According to it, we will see capable AI assistants by mid-2025, major breakthroughs in coding by 2026, and by late 2027. Also there will be a system called “Agent-4” that could revolutionize science - or potentially turn against humanity. The key driver? An intelligence explosion - where AI improves itself faster and faster, compressing years of progress into weeks or even days.

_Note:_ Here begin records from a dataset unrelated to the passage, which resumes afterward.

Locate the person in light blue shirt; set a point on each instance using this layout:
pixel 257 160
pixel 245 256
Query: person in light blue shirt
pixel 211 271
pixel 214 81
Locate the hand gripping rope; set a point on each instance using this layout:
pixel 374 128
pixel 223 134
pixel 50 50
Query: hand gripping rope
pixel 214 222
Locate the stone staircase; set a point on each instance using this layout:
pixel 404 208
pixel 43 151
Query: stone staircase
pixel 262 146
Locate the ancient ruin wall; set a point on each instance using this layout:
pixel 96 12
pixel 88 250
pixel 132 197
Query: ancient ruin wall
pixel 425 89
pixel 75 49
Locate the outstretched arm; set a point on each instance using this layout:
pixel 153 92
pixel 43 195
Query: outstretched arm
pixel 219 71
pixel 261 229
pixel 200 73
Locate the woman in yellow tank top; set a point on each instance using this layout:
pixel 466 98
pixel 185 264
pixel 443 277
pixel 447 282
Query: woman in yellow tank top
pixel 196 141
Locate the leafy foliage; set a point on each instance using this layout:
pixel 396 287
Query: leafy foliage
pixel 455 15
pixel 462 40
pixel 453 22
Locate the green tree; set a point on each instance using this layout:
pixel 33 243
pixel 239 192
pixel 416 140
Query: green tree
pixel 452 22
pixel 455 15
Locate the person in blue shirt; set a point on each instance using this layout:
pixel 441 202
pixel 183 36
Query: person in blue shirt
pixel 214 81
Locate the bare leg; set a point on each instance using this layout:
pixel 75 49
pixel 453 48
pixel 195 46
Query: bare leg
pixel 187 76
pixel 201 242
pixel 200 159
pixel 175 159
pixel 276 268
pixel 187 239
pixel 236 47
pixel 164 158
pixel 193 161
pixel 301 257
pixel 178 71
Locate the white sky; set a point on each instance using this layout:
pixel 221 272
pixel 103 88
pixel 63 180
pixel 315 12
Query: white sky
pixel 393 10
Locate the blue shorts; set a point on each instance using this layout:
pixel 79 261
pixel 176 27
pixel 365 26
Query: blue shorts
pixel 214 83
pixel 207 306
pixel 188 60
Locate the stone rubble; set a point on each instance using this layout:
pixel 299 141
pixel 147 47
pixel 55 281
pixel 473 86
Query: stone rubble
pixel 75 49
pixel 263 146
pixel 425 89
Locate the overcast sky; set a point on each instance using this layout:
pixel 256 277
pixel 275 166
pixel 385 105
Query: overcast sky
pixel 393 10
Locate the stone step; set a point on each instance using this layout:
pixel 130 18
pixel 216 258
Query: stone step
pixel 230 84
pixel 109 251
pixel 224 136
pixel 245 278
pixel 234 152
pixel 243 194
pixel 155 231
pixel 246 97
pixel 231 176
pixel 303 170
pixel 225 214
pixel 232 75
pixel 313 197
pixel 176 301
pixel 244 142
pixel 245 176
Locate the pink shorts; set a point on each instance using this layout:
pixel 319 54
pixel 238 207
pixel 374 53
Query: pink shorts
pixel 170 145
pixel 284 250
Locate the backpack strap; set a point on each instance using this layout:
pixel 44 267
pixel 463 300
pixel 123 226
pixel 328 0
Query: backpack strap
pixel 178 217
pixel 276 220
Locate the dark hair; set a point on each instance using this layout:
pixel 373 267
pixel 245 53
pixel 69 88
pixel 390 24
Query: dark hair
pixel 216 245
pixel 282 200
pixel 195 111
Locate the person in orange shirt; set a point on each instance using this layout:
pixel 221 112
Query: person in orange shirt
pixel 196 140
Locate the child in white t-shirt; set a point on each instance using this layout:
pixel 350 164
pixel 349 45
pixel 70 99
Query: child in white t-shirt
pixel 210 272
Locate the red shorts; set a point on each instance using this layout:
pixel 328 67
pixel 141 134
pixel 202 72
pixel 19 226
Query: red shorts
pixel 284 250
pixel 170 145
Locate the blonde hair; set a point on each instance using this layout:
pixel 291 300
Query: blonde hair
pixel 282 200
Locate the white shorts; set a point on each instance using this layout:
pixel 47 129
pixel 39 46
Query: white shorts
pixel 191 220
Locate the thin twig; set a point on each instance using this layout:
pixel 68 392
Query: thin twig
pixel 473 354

The essay went viral in tech circles and was even picked up by The New York Times, partly due to Kokotajlo’s credibility. He famously left OpenAI and declined millions in equity rather than stay silent under an NDA.
Why it matters
If superintelligent AI is even plausible within a few years, it’s a game-changer for how we write, document, and interact with technology. You might think, “Well, I’m just writing docs - does this affect me?” The answer is a resounding yes.
As AI tools advance, your role may change fast - using AI to write, documenting AI systems, or reviewing AI-generated content.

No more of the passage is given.